Getting started with research data

Before you even begin your collection/production of data it´s advisable to set up a plan for how this data shall be managed. A Data Management Plan (DMP) is often a necessity if you want to receive a grant. And a DMP that is updated and followed up on a regular basis will provide support come project implement time.

DMPonline at Halmstad University

Use Halmstad University's instance of DMPonline (https://dmp.hh.se) to kickstart your DMP! For more information, see the help page.

What data should I manage?

Data can be qualitative (e.g., text interviews, images and videos, audio recordings) or quantitative (e.g., tabular data, structured databases). Are there any ethical aspects (including personal data) or intellectual property rights issues with your data that you need to address?

As part of your Research Data Management (RDM) you should manage any data and code, as well as documentation about them, that are created or used as part of a research project. This might include:

Quantitative and qualitative data
Raw or processed data
Notes
Laboratory or research notebooks
Codebooks
Code or software used to run data analyses
Data workflows or pipelines
Metadata (documentation describing the data)

As a rule of thumb

You should know the location of all data produced by or used in your research project and it should be annotated sufficiently so that others can understand and reproduce your work, and possibly re-use your data in future studies.

What should I document about my research data?

What is the sufficient information needed for others to be able to use your data, understand or replicate your work? The answer to that and your type of data determines the need to document some or all of the items below.

Research Project Documentation

Rationale and context for data collection
Data collection methods
Structure and organisation of data files
Data sources used
Strategies for data validation and quality assurance
Analytical steps and pipelines (if any) used to process data
Information on data confidentiality, access and use conditions (sensitive data, such as personal data)
Archiving

Dataset documentation

Variable names and descriptions (for quantitative data)
Explanation of codes and classification schemes used
Algorithms used to transform data (including code)
File format (including version) for any software used

Read more about the importance of Research data management for both institutions and researchers.

Perrier, L., Blondal, E., Ayala, A. P., Dearborn, D., Kenny, T., & Pluye, P. (2017). Research data management in academic institutions: A scoping review. PLOS ONE, 12(5), e0178261. https://doi.org/10.1371/journal.pone.0178261

Classify information

Depending on the type of data, for instance personal data or other sensitive data, you might need to rethink how you plan to manage and store your data.

There are a couple of documents dedicated to the handling (Riktlinjer för hantering av information) and classification (Rutinbeskrivning för informationsklassning) of information at Halmstad University. There is also a page, Personal data processing, on the staff web where you can read more about handling of personal data.

Storing data

At Halmstad University Sunet Drive is used as a dedicated storage solution for research data, that meet the needs required for storage of all types of research data. Find out more here.

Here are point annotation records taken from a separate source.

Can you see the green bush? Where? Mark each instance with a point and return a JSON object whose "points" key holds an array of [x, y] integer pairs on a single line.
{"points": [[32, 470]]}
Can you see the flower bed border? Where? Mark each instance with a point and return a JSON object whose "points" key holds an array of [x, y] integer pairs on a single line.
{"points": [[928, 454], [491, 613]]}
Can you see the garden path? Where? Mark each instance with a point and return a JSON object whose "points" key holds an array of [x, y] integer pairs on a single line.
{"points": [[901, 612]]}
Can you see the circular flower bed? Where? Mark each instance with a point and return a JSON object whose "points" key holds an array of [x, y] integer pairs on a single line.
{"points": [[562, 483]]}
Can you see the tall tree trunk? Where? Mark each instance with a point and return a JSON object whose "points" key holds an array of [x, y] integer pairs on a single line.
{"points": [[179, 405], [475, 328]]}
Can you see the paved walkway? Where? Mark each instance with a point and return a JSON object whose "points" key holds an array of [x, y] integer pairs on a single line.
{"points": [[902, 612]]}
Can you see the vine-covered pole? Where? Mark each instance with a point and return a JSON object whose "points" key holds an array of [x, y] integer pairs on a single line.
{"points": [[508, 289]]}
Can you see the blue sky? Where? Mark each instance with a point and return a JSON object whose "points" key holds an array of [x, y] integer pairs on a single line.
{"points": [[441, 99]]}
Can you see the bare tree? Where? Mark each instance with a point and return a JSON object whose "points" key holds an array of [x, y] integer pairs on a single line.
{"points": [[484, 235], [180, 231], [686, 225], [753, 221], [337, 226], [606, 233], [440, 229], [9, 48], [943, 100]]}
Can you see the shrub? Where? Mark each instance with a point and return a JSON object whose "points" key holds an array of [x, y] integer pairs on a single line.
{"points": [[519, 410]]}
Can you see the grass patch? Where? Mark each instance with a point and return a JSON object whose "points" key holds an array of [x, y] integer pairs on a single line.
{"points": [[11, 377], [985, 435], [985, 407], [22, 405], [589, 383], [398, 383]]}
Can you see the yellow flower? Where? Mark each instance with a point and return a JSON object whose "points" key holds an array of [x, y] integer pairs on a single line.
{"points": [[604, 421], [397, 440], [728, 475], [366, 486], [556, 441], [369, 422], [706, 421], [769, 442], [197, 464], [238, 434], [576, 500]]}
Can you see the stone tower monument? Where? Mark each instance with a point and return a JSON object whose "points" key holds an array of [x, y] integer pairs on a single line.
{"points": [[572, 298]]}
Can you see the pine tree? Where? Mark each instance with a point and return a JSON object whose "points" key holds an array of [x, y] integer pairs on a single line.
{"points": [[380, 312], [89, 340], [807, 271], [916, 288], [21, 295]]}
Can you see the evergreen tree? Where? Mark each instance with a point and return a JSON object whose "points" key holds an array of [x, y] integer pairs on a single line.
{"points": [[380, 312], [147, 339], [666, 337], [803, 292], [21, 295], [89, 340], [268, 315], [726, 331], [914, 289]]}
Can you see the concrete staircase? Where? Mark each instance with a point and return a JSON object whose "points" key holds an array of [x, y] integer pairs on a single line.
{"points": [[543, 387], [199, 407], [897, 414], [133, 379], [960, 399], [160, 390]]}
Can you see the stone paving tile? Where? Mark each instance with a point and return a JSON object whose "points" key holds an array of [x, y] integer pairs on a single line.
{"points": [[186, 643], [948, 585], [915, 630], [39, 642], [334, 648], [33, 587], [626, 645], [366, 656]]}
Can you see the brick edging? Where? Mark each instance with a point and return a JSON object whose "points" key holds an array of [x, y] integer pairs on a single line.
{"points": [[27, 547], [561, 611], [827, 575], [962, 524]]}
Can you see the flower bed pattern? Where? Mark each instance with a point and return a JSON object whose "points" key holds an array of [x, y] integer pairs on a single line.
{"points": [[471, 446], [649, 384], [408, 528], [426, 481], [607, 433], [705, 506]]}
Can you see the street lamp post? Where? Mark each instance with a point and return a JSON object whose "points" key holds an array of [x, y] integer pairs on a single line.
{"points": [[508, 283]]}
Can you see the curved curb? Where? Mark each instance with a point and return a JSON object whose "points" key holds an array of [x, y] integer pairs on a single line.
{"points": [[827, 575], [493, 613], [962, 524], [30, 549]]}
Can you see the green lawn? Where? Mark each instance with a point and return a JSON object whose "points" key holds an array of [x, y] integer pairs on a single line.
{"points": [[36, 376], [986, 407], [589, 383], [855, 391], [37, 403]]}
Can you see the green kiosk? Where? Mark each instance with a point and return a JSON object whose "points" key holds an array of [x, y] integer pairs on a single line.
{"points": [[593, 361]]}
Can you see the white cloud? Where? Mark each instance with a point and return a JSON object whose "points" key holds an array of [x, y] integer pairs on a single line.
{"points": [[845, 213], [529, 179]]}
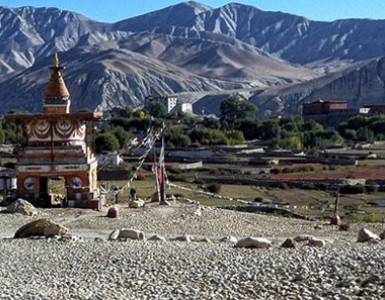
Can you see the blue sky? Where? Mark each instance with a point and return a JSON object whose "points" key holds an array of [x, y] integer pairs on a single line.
{"points": [[115, 10]]}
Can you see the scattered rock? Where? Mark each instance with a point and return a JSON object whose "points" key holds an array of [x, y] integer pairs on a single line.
{"points": [[288, 243], [183, 238], [203, 240], [229, 239], [303, 238], [335, 220], [41, 227], [22, 207], [131, 234], [252, 242], [316, 243], [136, 203], [114, 235], [113, 212], [365, 235], [198, 212], [157, 238], [344, 227]]}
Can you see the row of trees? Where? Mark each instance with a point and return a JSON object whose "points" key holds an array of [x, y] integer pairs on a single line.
{"points": [[364, 128], [237, 123]]}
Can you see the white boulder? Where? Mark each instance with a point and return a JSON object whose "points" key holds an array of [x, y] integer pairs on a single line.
{"points": [[252, 242]]}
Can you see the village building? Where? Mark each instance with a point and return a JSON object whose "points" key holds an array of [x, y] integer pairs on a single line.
{"points": [[323, 107], [60, 144]]}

If you are not used to the procedure of classifying your data, or have other questions regarding data security, please contact the Data Protection Unit at Halmstad University (dataskydd@hh.se).

Organising data

It will be easier to find and to keep track of data files, even after a long time, if the file names are sensible and the folder structures are well-organised. Delete data and files that are not needed and will not to be archived. Separate work in progress or drafts from completed work. Make sure you backup your original data.

File structuring

Think carefully how best to structure files in folders, in order to make it easy to locate and organise files and versions. When working in collaboration with others, the need for an orderly structure is even more important.

If your workplace already have established ways to structure folders, use the same method.

Consider the best hierarchy for files, deciding whether a deep or shallow hierarchy is preferable. But use a hierarchical structure!

Example folder structure

In the example to the right, data and documentation files are held in separate folders. Data files are further organised according to data type and then according to research activity. Documentation files are organised also according to type of documentation file and research activity.

File naming

A file name should be seen as a principal identifier for a file. Therefore good file naming conventions can give clues to the content, status and version of a file. It can uniquely identify a file and help in classifying and sorting files. File names that reflect the file content also facilitate searching and discovering files. In collaborative research, it is vital to keep track of changes and edits to files via the file name. File names should be independent of the location of the file on a computer.

There are software available that can help in naming of files. Bulk renaming of files can be done with the Bulk Rename Utility in Windows, or with software such as Ant Renamer, Rename-IT or Renamer (MacOS).

Best practice is to:

create sensible, meaningful but brief names
use file names to classify types of files
avoid using spaces, dots and special characters (& or ? or !)
use hyphens (-) or underscores (_) to separate elements in a file name
avoid very long file names
include versioning within file names where appropriate, e.g. _v1, _v2

Even though computers add basic information and properties to a file, such as file type, date and time of creation and modification, this is not reliable data management. This type of metadata should instead be added to the file name.

This article largely builds upon information from the UK Data Service.